The Ghost of Myself

Writers - Tennant/Lowe
First released - 1999
Original album - Format
Producer - Pet Shop Boys
Subsequent albums - (none)
Other releases - bonus track with single "New York City Boy"; bonus disc with the U.S. "special edition" of Nightlife

Neil has described this song, originally released as a bonus track on the "New York City Boy" CD single, as a reflection on his own lifestyle before his Pet Shop Boys success and, more significantly, coming to terms with his homosexuality: "Looking back now, I can see the ghost of myself haunting me." He reminisces about his attempt at heterosexuality, living with a woman (his reading of the final line, recalling "getting it on" with her, is positively chilling), in a run-down apartment and socializing in the surrounding neighborhood. The song has also been described (on the official Format "microsite" posted at the time of the album's release) as "a musical snapshot in Chelsea in 1979" (Chelsea being the area of West London where Neil was living at that time). In short, it stands as one of the most blatantly autobiographical songs the Boys have ever recorded.

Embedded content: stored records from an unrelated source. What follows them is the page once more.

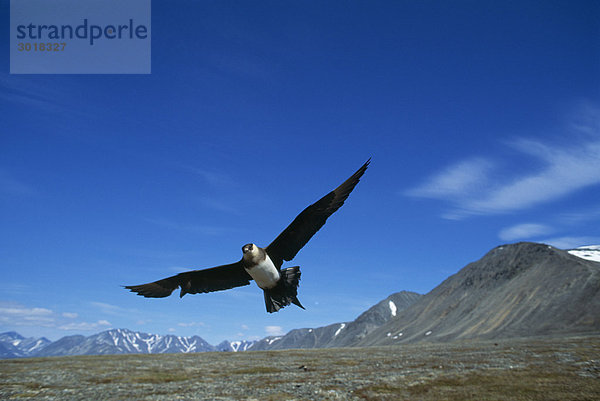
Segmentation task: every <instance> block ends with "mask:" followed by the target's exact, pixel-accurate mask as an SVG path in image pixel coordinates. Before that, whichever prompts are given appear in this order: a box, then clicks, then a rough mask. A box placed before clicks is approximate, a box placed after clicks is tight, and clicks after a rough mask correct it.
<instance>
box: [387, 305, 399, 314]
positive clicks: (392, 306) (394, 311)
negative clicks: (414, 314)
mask: <svg viewBox="0 0 600 401" xmlns="http://www.w3.org/2000/svg"><path fill="white" fill-rule="evenodd" d="M388 305H389V306H390V311H391V312H392V316H396V311H397V310H398V308H397V307H396V304H395V303H394V301H390V302H389V304H388Z"/></svg>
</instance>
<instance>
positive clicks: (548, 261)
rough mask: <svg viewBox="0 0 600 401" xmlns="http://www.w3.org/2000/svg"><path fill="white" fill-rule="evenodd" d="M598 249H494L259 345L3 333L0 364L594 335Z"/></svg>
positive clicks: (598, 327) (244, 341)
mask: <svg viewBox="0 0 600 401" xmlns="http://www.w3.org/2000/svg"><path fill="white" fill-rule="evenodd" d="M598 255H600V246H586V247H580V248H576V249H574V250H560V249H558V248H554V247H552V246H549V245H546V244H538V243H531V242H520V243H516V244H508V245H501V246H498V247H496V248H494V249H492V250H490V251H489V252H487V253H486V254H485V255H484V256H483V257H482V258H480V259H479V260H477V261H475V262H472V263H469V264H467V265H466V266H465V267H463V268H462V269H460V270H459V271H458V272H457V273H455V274H453V275H451V276H450V277H448V278H447V279H445V280H444V281H443V282H442V283H440V284H439V285H438V286H437V287H435V288H434V289H433V290H431V291H430V292H428V293H427V294H425V295H421V294H417V293H412V292H410V291H401V292H398V293H394V294H391V295H390V296H388V297H387V298H385V299H383V300H382V301H380V302H378V303H377V304H375V305H374V306H372V307H371V308H369V309H368V310H366V311H365V312H363V313H362V314H360V315H359V316H358V317H357V318H356V319H355V320H353V321H351V322H340V323H333V324H330V325H327V326H323V327H317V328H302V329H293V330H291V331H289V332H288V333H286V334H285V335H281V336H269V337H265V338H263V339H262V340H258V341H231V342H230V341H227V340H226V341H223V342H221V343H220V344H218V345H217V346H213V345H211V344H209V343H207V342H206V341H205V340H203V339H202V338H201V337H199V336H192V337H180V336H175V335H157V334H147V333H141V332H133V331H131V330H127V329H111V330H107V331H104V332H101V333H97V334H94V335H91V336H89V337H85V336H82V335H74V336H66V337H63V338H61V339H59V340H57V341H55V342H51V341H49V340H47V339H45V338H41V339H35V338H29V339H26V338H24V337H23V336H21V335H20V334H18V333H16V332H6V333H1V334H0V358H13V357H28V356H56V355H91V354H112V353H115V354H119V353H169V352H206V351H230V352H240V351H253V350H257V351H258V350H277V349H289V348H331V347H353V346H371V345H392V344H401V343H404V342H417V341H454V340H462V339H471V338H481V339H489V338H510V337H519V336H533V335H548V334H551V335H567V334H585V333H600V313H599V312H598V311H600V262H598V261H595V260H596V258H597V257H598Z"/></svg>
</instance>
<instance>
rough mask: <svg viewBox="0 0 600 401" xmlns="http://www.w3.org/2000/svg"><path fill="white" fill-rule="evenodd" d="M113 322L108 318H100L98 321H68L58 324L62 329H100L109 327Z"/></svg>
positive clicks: (89, 330) (66, 330)
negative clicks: (60, 323) (77, 321)
mask: <svg viewBox="0 0 600 401" xmlns="http://www.w3.org/2000/svg"><path fill="white" fill-rule="evenodd" d="M111 326H112V324H111V323H110V322H109V321H108V320H98V321H97V322H92V323H90V322H78V323H67V324H63V325H61V326H58V328H59V329H60V330H65V331H92V330H98V329H108V328H110V327H111Z"/></svg>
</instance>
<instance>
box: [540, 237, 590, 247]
mask: <svg viewBox="0 0 600 401" xmlns="http://www.w3.org/2000/svg"><path fill="white" fill-rule="evenodd" d="M540 242H543V243H544V244H548V245H552V246H554V247H556V248H560V249H574V248H578V247H580V246H585V245H600V237H591V236H582V237H578V236H572V237H569V236H565V237H556V238H547V239H545V240H542V241H540Z"/></svg>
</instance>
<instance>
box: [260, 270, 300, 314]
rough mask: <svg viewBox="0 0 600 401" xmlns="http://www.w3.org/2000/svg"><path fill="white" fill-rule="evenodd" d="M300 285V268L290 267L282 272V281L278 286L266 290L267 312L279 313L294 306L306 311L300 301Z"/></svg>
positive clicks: (275, 286) (265, 301)
mask: <svg viewBox="0 0 600 401" xmlns="http://www.w3.org/2000/svg"><path fill="white" fill-rule="evenodd" d="M299 284H300V266H294V267H288V268H287V269H283V270H281V279H280V280H279V282H278V283H277V286H275V287H273V288H271V289H268V290H264V291H265V305H266V307H267V312H269V313H273V312H277V311H278V310H279V309H281V308H283V307H285V306H288V305H289V304H294V305H297V306H299V307H300V308H302V309H304V306H302V304H301V303H300V301H299V300H298V285H299Z"/></svg>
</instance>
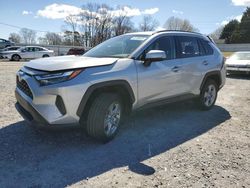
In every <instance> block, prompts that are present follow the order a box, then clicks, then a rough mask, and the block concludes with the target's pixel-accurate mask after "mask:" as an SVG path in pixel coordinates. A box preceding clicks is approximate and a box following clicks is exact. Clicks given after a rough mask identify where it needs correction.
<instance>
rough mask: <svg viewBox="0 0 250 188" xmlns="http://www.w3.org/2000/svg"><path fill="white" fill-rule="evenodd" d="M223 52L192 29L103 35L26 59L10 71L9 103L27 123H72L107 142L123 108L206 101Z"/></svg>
mask: <svg viewBox="0 0 250 188" xmlns="http://www.w3.org/2000/svg"><path fill="white" fill-rule="evenodd" d="M225 75H226V71H225V66H224V57H223V56H222V54H221V52H220V51H219V49H218V48H217V47H216V46H215V44H214V43H213V41H212V40H211V39H209V38H208V37H206V36H203V35H201V34H198V33H191V32H180V31H159V32H142V33H130V34H125V35H121V36H118V37H115V38H112V39H109V40H107V41H105V42H103V43H102V44H100V45H98V46H96V47H95V48H93V49H91V50H90V51H88V52H87V53H86V54H84V55H83V56H63V57H52V58H45V59H38V60H33V61H30V62H28V63H27V64H26V65H25V66H24V67H22V68H21V69H20V70H19V71H18V73H17V77H16V82H17V87H16V91H15V94H16V99H17V103H16V108H17V110H18V111H19V112H20V114H21V115H22V116H23V117H24V118H25V119H27V120H29V121H31V122H35V123H32V124H35V125H42V126H43V127H44V126H45V127H58V126H63V125H67V126H68V125H73V124H80V126H82V127H83V128H85V130H86V131H87V133H88V134H89V135H90V136H92V137H94V138H96V139H98V140H101V141H104V142H106V141H109V140H111V139H112V138H113V137H114V136H115V135H116V133H117V131H118V128H119V125H120V123H121V121H122V119H123V118H124V117H125V115H126V114H128V113H129V112H131V111H133V110H136V109H141V108H145V107H151V106H154V105H159V104H165V103H169V102H174V101H180V100H184V99H196V101H197V103H198V104H199V106H200V107H201V108H202V109H205V110H209V109H211V108H212V107H213V106H214V103H215V101H216V98H217V92H218V91H219V89H220V88H221V87H222V86H223V85H224V84H225Z"/></svg>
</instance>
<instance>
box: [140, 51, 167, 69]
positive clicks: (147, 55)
mask: <svg viewBox="0 0 250 188" xmlns="http://www.w3.org/2000/svg"><path fill="white" fill-rule="evenodd" d="M166 58H167V56H166V53H165V52H164V51H162V50H150V51H149V52H148V53H147V54H146V57H145V61H144V65H145V66H149V65H150V64H151V63H152V62H155V61H163V60H165V59H166Z"/></svg>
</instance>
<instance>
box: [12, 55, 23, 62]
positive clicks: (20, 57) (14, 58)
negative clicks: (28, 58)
mask: <svg viewBox="0 0 250 188" xmlns="http://www.w3.org/2000/svg"><path fill="white" fill-rule="evenodd" d="M20 59H21V57H20V56H19V55H18V54H14V55H13V56H12V57H11V60H13V61H19V60H20Z"/></svg>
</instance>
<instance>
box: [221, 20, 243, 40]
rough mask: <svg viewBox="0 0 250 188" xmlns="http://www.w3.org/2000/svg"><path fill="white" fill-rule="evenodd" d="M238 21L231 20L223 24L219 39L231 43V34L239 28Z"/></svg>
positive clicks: (232, 33)
mask: <svg viewBox="0 0 250 188" xmlns="http://www.w3.org/2000/svg"><path fill="white" fill-rule="evenodd" d="M239 24H240V23H239V21H238V20H231V21H230V22H229V23H228V24H227V25H225V27H224V29H223V31H222V33H221V35H220V39H225V42H226V43H231V42H232V41H231V40H232V35H233V33H234V31H235V30H236V29H237V28H239Z"/></svg>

The music is performed at a near-march rhythm and tempo in an arrangement that owes, as other commentators have pointed out, a strong stylistic debt to Britney Spears's recent debut hit "… Baby One More Time." (Chris as much as concedes this in the Format booklet interview when he asks coyly, "Do you know 'Hit Me Baby One More Time' by Britney Spears? Shall we pause and play it?") It atmospherically sets up a mood, but what precisely that mood is proves hard to describe. It's certainly not nostalgia, but what is it? Is it regret and/or guilt at having used a woman that he obviously cared about in an attempt to overcome his gayness?

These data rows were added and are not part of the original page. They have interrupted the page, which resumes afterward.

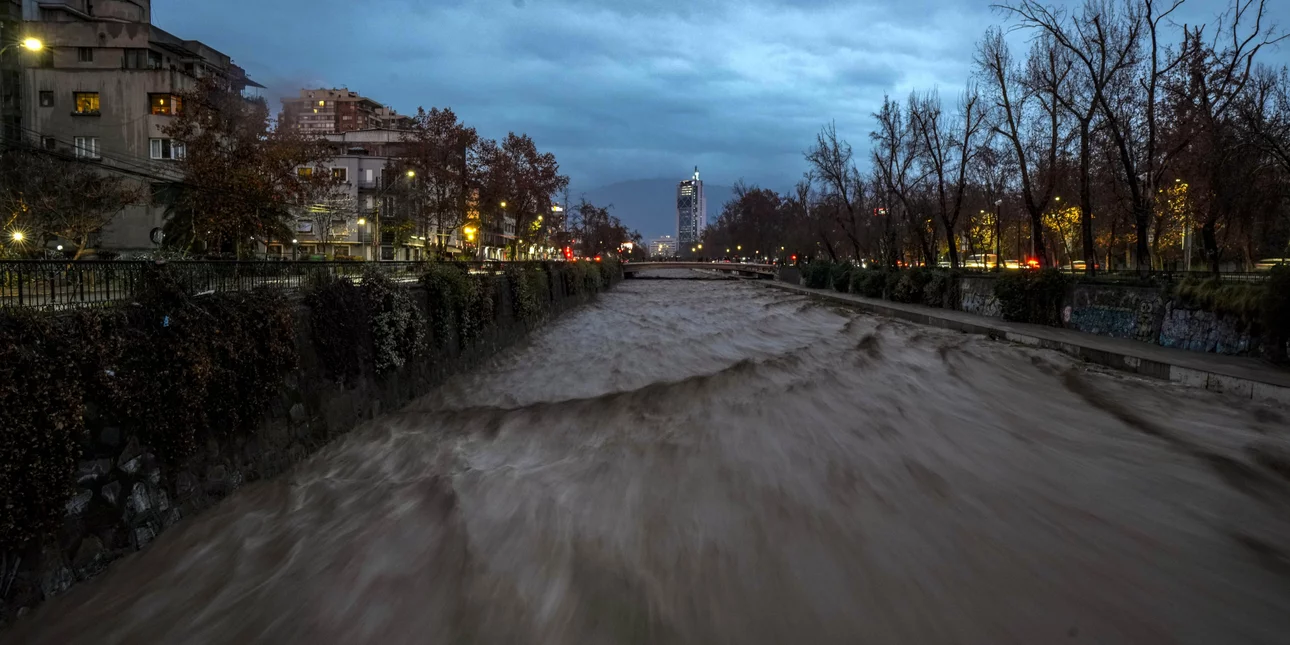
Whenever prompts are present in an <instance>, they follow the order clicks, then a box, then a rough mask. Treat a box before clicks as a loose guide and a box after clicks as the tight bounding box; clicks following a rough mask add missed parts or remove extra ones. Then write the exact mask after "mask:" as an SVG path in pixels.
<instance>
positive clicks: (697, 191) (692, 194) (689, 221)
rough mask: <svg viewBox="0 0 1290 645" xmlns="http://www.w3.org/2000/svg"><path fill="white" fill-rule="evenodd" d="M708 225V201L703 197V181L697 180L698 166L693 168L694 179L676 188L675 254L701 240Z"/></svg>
mask: <svg viewBox="0 0 1290 645" xmlns="http://www.w3.org/2000/svg"><path fill="white" fill-rule="evenodd" d="M707 224H708V200H707V197H704V196H703V181H702V179H699V166H694V177H693V178H690V179H686V181H684V182H681V183H679V184H677V187H676V241H677V245H679V246H680V248H679V249H677V252H682V253H684V250H688V249H689V248H691V246H693V245H695V244H699V243H700V241H702V240H703V228H704V227H707Z"/></svg>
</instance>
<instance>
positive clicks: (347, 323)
mask: <svg viewBox="0 0 1290 645" xmlns="http://www.w3.org/2000/svg"><path fill="white" fill-rule="evenodd" d="M304 304H306V306H307V307H308V308H310V326H311V328H312V337H313V348H315V350H316V351H317V353H319V359H320V362H321V364H323V370H324V373H325V374H326V377H328V378H329V379H333V381H337V382H338V383H341V384H342V386H344V387H353V386H355V384H356V383H357V381H359V375H360V374H361V373H362V366H364V365H366V364H368V362H369V361H370V360H372V329H370V328H369V326H368V320H369V316H368V303H366V299H365V298H364V297H362V292H361V290H360V289H359V288H357V286H356V285H355V284H353V283H351V281H350V280H346V279H342V277H335V276H334V275H332V273H330V272H321V273H316V275H313V276H311V279H310V283H308V285H306V288H304Z"/></svg>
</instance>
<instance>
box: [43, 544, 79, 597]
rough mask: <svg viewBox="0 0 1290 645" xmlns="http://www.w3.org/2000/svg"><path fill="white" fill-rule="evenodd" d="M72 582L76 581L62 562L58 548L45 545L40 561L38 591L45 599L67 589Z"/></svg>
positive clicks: (65, 565) (69, 571) (54, 595)
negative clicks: (38, 587) (38, 586)
mask: <svg viewBox="0 0 1290 645" xmlns="http://www.w3.org/2000/svg"><path fill="white" fill-rule="evenodd" d="M74 582H76V577H75V575H72V570H71V569H68V568H67V565H66V564H64V562H63V556H62V553H59V552H58V548H57V547H46V548H45V551H44V557H41V562H40V591H41V592H43V593H44V595H45V597H46V599H48V597H53V596H57V595H59V593H62V592H64V591H67V588H68V587H71V586H72V583H74Z"/></svg>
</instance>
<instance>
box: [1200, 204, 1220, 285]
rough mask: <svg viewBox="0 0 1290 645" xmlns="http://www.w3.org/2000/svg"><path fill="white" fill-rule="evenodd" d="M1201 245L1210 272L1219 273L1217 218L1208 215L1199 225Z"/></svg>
mask: <svg viewBox="0 0 1290 645" xmlns="http://www.w3.org/2000/svg"><path fill="white" fill-rule="evenodd" d="M1201 245H1202V246H1204V253H1205V262H1206V263H1209V270H1210V272H1211V273H1214V275H1218V273H1219V266H1218V261H1219V255H1218V219H1215V218H1213V217H1210V218H1206V219H1205V224H1202V226H1201Z"/></svg>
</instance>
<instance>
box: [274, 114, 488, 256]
mask: <svg viewBox="0 0 1290 645" xmlns="http://www.w3.org/2000/svg"><path fill="white" fill-rule="evenodd" d="M402 135H404V133H402V132H400V130H390V129H378V130H357V132H344V133H337V134H325V135H323V138H324V139H326V141H328V142H329V143H330V147H332V157H330V159H329V160H328V161H326V163H325V164H324V165H321V166H317V168H302V169H301V172H308V173H329V174H330V175H332V177H333V178H334V179H337V181H338V182H339V186H338V191H337V192H335V194H334V195H333V197H334V199H332V200H329V203H328V204H319V205H316V206H315V208H311V209H310V210H308V212H307V213H302V214H301V215H299V217H298V218H297V219H295V224H294V231H293V233H294V237H292V240H276V241H272V243H270V244H268V245H267V248H266V249H264V252H266V254H267V255H268V257H271V258H298V259H299V258H312V257H328V258H335V257H351V258H361V259H368V261H370V259H382V261H395V259H397V261H418V259H423V258H426V257H428V255H430V253H431V252H432V250H433V249H436V248H439V246H440V245H441V246H442V248H444V249H446V252H448V253H453V254H459V253H463V252H464V244H463V243H464V241H466V240H464V239H463V237H464V230H463V228H464V227H461V226H457V227H453V228H450V230H444V231H440V230H437V227H436V226H435V224H433V222H432V221H430V222H423V223H422V226H413V227H412V230H410V231H408V230H404V231H402V233H397V235H396V228H400V227H399V226H397V224H399V223H400V222H405V221H408V219H409V217H410V215H409V208H408V204H406V201H405V196H406V194H408V191H406V188H408V187H409V183H413V182H417V181H418V178H417V177H415V175H412V177H409V175H408V174H405V173H406V170H405V169H404V168H402V166H401V164H400V163H399V157H400V155H402V148H404V141H402ZM431 219H433V218H431ZM511 226H512V227H513V219H512V223H511ZM445 228H448V227H445ZM476 235H477V233H476V232H475V231H473V230H472V236H476ZM378 237H379V244H377V239H378ZM477 237H480V240H484V239H485V237H486V239H488V240H491V237H490V236H486V235H477ZM471 241H472V243H473V241H477V240H471Z"/></svg>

Intriguingly, Paul Rymer, a dedicated fan of David Sylvian and his band Japan, has pointed out that "The Ghost of Myself" appears also to owe a significant debt, in this case both stylistic and thematic, to the track "Ghosts" from Japan's 1981 album Tin Drum—which, incidentally, Neil has specifically denied. It's not inconceivable, however, that Neil (who has attested to the Pet Shop Boys being influenced by David Sylvian, specifically with regard to "King's Cross") may have unconsciously drawn upon a song associated with this particular period in his own life.